I have thought a lot about how I talk about my cancer. I use the possessive a lot. This is MY cancer. I don’t distance myself from it. I talk very candidly, giving other people permission to use the c word because I use the c word. It’s not even the fun c word.
I think way too much about language anyway. “Patient” comes from the Latin: one who suffers. Such a harsh reality that we create for anyone who goes in for medical treatment. Patience is suffering in silence, without complaint. The silence and powerlessness is implicit in the word. That’s how it feels too; it’s all very passive. Everything happens to you: treatment, diagnosis, chemo. You go and things happen to you. You are the recipient, not the actor. The only thing I do is relocate my body. And I don’t struggle when they put the IV in. I’ve been told not struggling is important.

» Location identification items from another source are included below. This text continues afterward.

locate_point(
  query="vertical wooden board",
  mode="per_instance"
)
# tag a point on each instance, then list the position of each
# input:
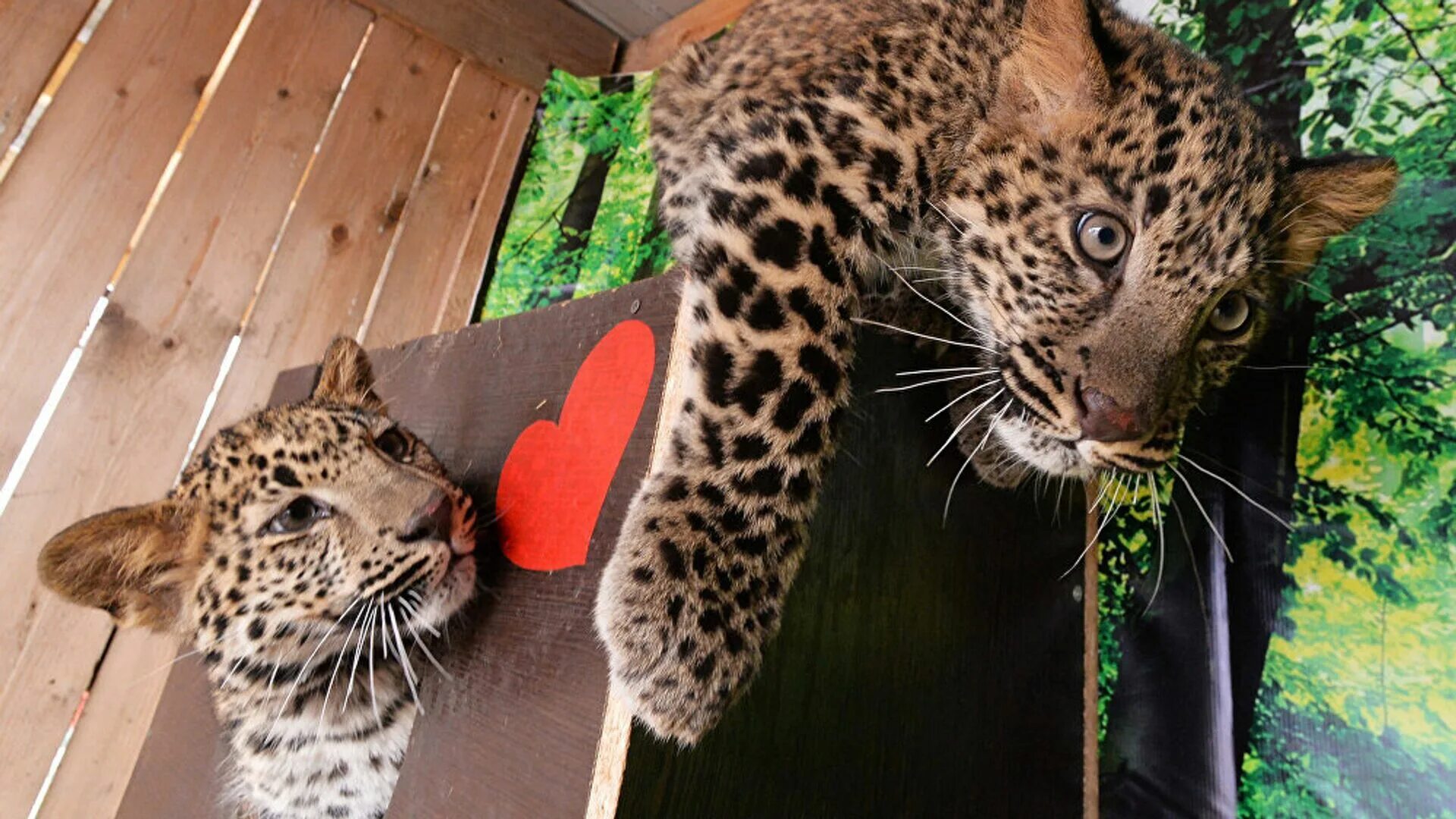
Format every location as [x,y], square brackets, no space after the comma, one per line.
[459,305]
[79,188]
[516,732]
[34,37]
[516,39]
[341,229]
[131,407]
[444,207]
[180,770]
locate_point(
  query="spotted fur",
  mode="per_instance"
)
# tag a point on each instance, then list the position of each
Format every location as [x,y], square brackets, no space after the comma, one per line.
[300,630]
[813,140]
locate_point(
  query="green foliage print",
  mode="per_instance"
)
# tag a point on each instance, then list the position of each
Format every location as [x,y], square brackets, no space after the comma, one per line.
[582,219]
[1356,714]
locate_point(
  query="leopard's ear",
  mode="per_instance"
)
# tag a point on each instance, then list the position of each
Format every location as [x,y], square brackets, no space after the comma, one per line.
[134,563]
[347,378]
[1055,76]
[1327,197]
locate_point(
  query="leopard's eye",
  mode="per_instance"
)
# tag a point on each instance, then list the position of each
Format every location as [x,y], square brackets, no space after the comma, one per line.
[1101,238]
[394,444]
[1231,316]
[300,513]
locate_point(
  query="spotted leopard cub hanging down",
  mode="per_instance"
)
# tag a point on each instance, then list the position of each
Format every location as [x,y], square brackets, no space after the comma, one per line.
[305,553]
[1114,223]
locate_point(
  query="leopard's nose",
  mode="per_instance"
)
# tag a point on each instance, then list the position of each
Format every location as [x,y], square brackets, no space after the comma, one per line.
[1103,419]
[431,522]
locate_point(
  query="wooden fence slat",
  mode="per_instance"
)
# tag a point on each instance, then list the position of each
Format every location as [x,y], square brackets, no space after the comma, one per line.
[459,306]
[34,36]
[130,411]
[699,22]
[516,39]
[444,207]
[80,186]
[337,240]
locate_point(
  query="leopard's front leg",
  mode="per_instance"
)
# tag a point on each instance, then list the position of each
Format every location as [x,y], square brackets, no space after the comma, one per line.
[712,542]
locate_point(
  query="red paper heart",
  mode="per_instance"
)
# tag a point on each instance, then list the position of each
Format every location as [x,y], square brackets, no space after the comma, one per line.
[557,475]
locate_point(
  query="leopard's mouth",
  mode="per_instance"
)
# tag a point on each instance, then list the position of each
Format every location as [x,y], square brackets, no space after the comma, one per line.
[1057,455]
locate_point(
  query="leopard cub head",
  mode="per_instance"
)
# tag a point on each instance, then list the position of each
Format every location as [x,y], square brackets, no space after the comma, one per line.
[297,521]
[1128,231]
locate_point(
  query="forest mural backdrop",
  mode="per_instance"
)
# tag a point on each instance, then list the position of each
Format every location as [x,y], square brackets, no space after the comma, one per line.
[1305,610]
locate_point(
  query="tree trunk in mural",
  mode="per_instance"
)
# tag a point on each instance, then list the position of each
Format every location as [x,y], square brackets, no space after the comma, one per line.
[582,209]
[1193,657]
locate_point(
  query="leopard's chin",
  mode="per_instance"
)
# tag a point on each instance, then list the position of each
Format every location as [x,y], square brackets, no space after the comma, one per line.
[1041,452]
[1024,447]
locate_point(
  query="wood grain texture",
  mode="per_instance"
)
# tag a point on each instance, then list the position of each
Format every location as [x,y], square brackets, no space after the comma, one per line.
[80,186]
[632,18]
[178,770]
[444,207]
[693,25]
[337,240]
[34,36]
[924,670]
[127,419]
[1090,654]
[516,733]
[516,39]
[460,302]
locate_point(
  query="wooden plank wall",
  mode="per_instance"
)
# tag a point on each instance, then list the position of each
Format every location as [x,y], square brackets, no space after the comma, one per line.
[242,180]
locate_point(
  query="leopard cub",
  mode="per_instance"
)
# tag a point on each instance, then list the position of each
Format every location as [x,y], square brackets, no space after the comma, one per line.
[306,553]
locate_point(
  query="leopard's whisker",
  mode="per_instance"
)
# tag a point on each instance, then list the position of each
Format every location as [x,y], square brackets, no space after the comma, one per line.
[944,371]
[414,611]
[1158,521]
[1193,560]
[1092,539]
[946,216]
[229,675]
[419,642]
[963,376]
[403,659]
[873,322]
[949,494]
[965,423]
[934,303]
[328,689]
[1203,512]
[305,667]
[954,401]
[1119,499]
[359,649]
[373,695]
[1241,493]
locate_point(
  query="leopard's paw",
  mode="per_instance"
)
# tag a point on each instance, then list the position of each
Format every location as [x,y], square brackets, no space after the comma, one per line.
[686,605]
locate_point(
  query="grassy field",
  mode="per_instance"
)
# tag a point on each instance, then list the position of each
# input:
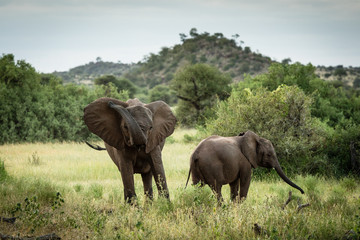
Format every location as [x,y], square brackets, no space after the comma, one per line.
[76,192]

The aftermath is also very passive. This last chemo kicked my ass. I have never been so passive. I was able to walk home from chemo, and go back on Saturday for my neulasta shot (it HURT–I definitely suffered), but Sunday I was awake for only two hours.
Maybe I could reframe my experiences with language to make it better. I am not a patient. I’m a fero (enduring) or a vinceret (conqueror) or arcent (surmount) or vici (overcome). Even at it’s best, it’s not really a fight. It’s enduring anyway. Minimal “suffering” I would say, but a lot of just outlasting. I just have to remain. Humans became an apex predator not because we are faster or stronger; we can outwalk anything else. We used persistence hunting.
Actually, I like that. I persist. In latin, it’s sounds so immutable: Permaneas. We shouldn’t be patients suffering: we should be permaneas just outlasting the disease. I’m not going anywhere.